In arriving at a monthly payment scheme, we were just above our budgeted amount until the dealer mentioned a neat little surprise – an additional $1000 GM Loyalty rebate. This put the car within reach, and not just any car, but my Chevy HHR! Just to satisfy the boss (the wife) I
had to check out the Chevy Uplander. These came in at a great price, under $20k, however upon actually sitting in one, I wasn’t ready to purchase one. It has all the features one could ask for, but from a purely vain perspective – it just didn’t “POP”. My HHR did, and I could have it! You could have thrown anything at me and I would have said no. The decision was made. My wife was now even convinced that the HR was the way to go.

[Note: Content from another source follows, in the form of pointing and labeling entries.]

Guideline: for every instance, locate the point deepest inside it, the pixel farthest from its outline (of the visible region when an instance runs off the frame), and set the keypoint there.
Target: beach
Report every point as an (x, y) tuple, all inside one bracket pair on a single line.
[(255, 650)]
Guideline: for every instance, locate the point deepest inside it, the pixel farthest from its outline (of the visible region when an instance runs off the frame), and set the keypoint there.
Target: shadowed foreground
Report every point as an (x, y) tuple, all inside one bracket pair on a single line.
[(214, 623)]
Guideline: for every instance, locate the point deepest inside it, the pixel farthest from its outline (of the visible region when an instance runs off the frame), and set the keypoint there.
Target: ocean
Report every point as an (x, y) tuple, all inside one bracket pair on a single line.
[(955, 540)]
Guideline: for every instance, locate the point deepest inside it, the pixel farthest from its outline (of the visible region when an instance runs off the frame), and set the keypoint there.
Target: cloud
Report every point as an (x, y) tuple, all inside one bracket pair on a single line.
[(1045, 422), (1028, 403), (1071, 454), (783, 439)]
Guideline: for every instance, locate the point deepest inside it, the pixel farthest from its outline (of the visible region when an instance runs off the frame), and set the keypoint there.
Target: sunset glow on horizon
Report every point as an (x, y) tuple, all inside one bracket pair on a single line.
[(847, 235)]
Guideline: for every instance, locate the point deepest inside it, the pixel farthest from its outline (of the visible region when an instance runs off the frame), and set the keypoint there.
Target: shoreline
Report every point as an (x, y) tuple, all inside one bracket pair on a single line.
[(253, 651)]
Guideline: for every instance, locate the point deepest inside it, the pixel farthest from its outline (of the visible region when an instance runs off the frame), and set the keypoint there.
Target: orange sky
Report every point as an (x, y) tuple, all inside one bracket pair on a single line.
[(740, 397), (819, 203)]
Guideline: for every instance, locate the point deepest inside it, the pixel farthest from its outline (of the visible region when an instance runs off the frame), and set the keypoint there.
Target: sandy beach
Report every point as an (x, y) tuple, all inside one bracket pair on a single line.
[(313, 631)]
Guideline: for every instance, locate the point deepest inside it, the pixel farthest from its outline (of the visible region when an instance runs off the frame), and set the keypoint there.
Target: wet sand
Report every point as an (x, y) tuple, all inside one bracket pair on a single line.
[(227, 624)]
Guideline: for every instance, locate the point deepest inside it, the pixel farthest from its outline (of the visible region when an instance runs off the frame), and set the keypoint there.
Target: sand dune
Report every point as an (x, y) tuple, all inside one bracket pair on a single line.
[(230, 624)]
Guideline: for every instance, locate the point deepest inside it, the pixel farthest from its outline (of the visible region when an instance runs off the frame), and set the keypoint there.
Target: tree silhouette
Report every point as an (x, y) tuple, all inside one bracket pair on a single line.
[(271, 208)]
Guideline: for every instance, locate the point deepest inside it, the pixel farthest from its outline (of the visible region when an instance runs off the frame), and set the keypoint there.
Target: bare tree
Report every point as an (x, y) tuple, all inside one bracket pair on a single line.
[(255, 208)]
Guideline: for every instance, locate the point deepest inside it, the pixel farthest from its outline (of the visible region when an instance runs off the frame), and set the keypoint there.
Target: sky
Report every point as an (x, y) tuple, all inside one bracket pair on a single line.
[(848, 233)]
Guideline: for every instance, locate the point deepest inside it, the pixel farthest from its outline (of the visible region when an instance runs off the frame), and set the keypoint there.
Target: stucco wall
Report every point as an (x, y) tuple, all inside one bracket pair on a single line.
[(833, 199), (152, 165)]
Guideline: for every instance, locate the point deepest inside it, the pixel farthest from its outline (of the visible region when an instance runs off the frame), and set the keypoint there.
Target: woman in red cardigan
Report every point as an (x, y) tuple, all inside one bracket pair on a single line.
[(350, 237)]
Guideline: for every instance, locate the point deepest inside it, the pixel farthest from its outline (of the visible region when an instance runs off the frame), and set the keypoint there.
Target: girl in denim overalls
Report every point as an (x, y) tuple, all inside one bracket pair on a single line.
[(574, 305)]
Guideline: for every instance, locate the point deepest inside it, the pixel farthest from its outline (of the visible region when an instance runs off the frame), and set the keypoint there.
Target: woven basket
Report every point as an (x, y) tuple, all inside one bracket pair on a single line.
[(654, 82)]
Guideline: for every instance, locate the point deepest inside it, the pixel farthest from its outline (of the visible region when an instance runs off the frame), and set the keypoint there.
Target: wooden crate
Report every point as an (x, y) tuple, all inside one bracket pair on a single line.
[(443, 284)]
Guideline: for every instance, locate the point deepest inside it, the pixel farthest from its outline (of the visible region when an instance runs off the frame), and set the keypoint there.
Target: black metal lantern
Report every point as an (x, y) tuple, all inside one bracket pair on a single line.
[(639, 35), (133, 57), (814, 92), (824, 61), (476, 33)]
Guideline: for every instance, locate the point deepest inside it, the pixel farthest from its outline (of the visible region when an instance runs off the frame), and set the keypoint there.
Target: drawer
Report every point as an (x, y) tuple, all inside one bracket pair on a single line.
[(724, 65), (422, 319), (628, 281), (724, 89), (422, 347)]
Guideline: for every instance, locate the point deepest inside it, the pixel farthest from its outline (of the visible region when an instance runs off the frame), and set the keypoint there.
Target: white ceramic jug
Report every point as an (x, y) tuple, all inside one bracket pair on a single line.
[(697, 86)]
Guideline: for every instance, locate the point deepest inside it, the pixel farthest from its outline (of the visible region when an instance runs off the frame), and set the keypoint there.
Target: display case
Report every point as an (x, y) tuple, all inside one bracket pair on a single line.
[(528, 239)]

Something sporty, semi-roomy, great fuel economy and that it was “cute” I’ve never used the word cute in context of a car’s description – but hey, if the wife’s happy, then we’re all happy. I must admit how differently the dealer's treated us. Had the 1st GM dealer mentioned a loyalty program, we may have bought from him. Oh well.

We purchased a black HHR LS. This is the base model, but includes many things that the higher models may have included. Air, CD Player with iPod jack, Cruise, Onboard car computer (2 trip counters, oil life, coolant life, fuel usage and statistics on your average MPG) etc.
When we sat down to go over the financing, I was reminded of the research I had done, including what I should and should not purchase as extras. Insurance, not the regular automobile insurance but Life, Disability, and damage insurance were offered by the dealer. Each of these were roughly an additional $16 per month. Add $16 per month, over 48 months and the total is $768. Rust proofing, paint protection, were also options that could be purchased separately.
Paint protection could be installed by a 3rd party company, so no need to purchase it. Rust proofing is nice, but I don’t like the fact that they actually drill holes into my car to apply it. You are left with little black caps everywhere. Isn’t there a better way to rustproof without drilling holes?
The factory warranty covered 5 years power train and 3 years bumper to bumper. If you wanted an extra 2 years bumper to bumper – again, you could purchase it separately. A recent radio report I heard said Consumer Reports magazine has warned potential car buyers to stay away from these options. They are nice to have, however are not financially smart. Each option you add means approximately $768 extra on top of your monthly payment – for which you are paying interest on. Paint protection (keying, scratches etc.) can often be purchased, but may end up costing you more than the actual damage. I’m no expert, but repairing a chip or a scratch should be much less than $768?
Leasing vs. purchasing – well the decision is yours, but the differences are pretty clear. Ownership vs rental. Leasing affords a lesser monthly payment, allows you to write off a larger portion of the lease costs towards your business, but has annual travel restrictions. 24k km’s per year is standard and .12 cents/km over and above 24k. Depreciation in an owned vehicle is often said to be 30% as soon as it drives off the lot, regardless of the actual numbers. Both leasing and owning have factory warranties, so you’re covered. GM’s roadside assistance will tow your car to the nearest GM dealer, CAA and Canadian Tire Auto Club will tow you to your preferred mechanic (depending on what plan you purchased)GM roadside covers the car, CAA covers the member in any car.